Managing Multiple Databases with Spring and Hibernate
We recently had the need to use a couple different databases in the same web app. These are completely separate databases, not shards with matching schemas. What I thought would be a simple task turned into a really annoying day. There's not a ton of (working) documentation around, so I thought I'd take a few minutes to explain how we pulled this off. Just because I care.
Quick disclaimer though -- we haven't used this in production yet, but it seems to be working fine during development and load testing. I welcome any suggestions from people who have done this differently. As for versions, we're using Spring 2.5.6, Hibernate 3.3.1 and Atomikos 3.5.8. You can download the latest version of Atomikos Transaction Essentials from their site, or use their maven repository at http://repo.atomikos.com.
The basic idea here is pretty simple. You define multiple datasources, wire them into the correct DAOs, and then use whatever DAOs are necessary in your service layer. The thing that makes this difficult is transaction management. In order to do this in a transactional manner, we discovered that we had to use JTA. We're not using an application server that supports JTA, so that meant looking into a standalone JTA solution. There are a couple that pop up when searching for this, JTOM and Atomikos. Out of the two, we chose Atomikos for various scientific reasons which I won't bore you with (we flipped a coin), so that's what I'll be focusing on here.
Once we started down the JTA path, we realized that we also needed a XA datasource, so there were a lot of changes compared to our previously basic set-up of datasource + transaction manager. So let's get down to business and take a look at some of that pretty and succinct Spring configuration we've all come to know and love. We created a Spring application context file for our persistence layer to house all of this loveliness.

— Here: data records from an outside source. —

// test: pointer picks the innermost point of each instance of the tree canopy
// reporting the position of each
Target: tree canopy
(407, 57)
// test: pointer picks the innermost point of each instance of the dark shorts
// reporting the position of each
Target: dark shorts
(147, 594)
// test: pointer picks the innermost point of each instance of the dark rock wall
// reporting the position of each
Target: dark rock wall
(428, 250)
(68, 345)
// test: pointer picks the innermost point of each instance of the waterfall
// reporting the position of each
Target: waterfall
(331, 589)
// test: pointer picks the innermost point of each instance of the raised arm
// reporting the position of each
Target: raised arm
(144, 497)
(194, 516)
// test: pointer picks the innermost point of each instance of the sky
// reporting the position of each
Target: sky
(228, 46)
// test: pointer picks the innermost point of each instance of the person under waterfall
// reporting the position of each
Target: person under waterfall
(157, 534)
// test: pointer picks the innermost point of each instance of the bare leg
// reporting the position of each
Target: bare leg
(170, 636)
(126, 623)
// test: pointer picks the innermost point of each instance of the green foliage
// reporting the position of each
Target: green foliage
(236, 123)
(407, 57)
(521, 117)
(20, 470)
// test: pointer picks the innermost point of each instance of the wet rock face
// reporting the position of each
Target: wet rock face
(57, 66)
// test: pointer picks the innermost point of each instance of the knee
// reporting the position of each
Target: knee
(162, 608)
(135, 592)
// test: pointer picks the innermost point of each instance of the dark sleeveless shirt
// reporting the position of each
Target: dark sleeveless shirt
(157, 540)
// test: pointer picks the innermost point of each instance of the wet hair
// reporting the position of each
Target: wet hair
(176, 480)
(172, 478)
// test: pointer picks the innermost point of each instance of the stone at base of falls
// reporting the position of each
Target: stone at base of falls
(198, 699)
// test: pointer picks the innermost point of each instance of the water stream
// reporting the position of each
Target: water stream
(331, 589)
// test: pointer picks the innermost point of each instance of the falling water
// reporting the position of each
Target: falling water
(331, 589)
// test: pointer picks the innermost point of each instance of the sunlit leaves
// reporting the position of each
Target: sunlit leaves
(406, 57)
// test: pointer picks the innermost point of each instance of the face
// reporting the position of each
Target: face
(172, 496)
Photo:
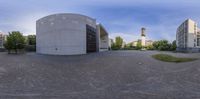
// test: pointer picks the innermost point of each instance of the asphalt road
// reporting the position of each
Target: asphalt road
(107, 75)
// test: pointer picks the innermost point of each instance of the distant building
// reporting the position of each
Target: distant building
(188, 37)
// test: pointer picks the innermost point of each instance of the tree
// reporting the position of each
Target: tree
(15, 41)
(118, 42)
(173, 46)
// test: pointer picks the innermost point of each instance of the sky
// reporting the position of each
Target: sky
(123, 18)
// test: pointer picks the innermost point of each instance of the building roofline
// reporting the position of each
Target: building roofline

First, let's look at the datasource configs:
<bean id="dataSourceOne" >
<property name="uniqueResourceName"><value>dataSourceOne</value></property>
<property name="xaDataSourceClassName"><value>com.mysql.jdbc.jdbc2.optional.MysqlXADataSource</value></property>
<property name="xaProperties">
<props>
<prop key="user">${ds1.jdbc.username}</prop>
<prop key="password">${ds1.jdbc.password}</prop>
<prop key="url">${ds1.jdbc.url}</prop>
<prop key="allowMultiQueries">true</prop>
<prop key="pinGlobalTxToPhysicalConnection">true</prop>
<prop key="autoReconnect">true</prop>
<prop key="autoReconnectForConnectionPools">true</prop>
<prop key="autoReconnectForPools">true</prop>
</props>
</property>
<property name="maxPoolSize" value="${ds1.pool.max.size}" />
<property name="minPoolSize" value="${ds1.pool.min.size}" />
<property name="maxIdleTime" value="${ds1.pool.max.idle.time}" />
<property name="testQuery" value="${ds1.pool.preferred.test.query}" />
<property name="reapTimeout" value="0" />
</bean>
<bean id="dataSourceTwo" >
<property name="uniqueResourceName"><value>dataSourceTwo</value></property>
<property name="xaDataSourceClassName"><value>com.mysql.jdbc.jdbc2.optional.MysqlXADataSource</value></property>
<property name="xaProperties">
<props>
<prop key="user">${ds2.jdbc.username}</prop>
<prop key="password">${ds2.jdbc.password}</prop>
<prop key="url">${ds2.jdbc.url}</prop>
<prop key="allowMultiQueries">true</prop>
<prop key="pinGlobalTxToPhysicalConnection">true</prop>
<prop key="autoReconnect">true</prop>
<prop key="autoReconnectForConnectionPools">true</prop>
<prop key="autoReconnectForPools">true</prop>
</props>
</property>
<property name="maxPoolSize" value="${ds2.pool.max.size}" />
<property name="minPoolSize" value="${ds2.pool.min.size}" />
<property name="maxIdleTime" value="${ds2.pool.max.idle.time}" />
<property name="testQuery" value="${ds2.pool.preferred.test.query}" />
<property name="reapTimeout" value="0" />
</bean>
As you see, we have two nearly identical datasources, each with a different bean id, uniqueResourceName, and property placeholder names. The uniqueResourceName property is important in this case, as you'll need a unique name for all of the datasources that are going to be a part of this JTA transaction manager. The property placeholders are filled in the usual way, using Spring's PropertyPlaceholderConfigurer.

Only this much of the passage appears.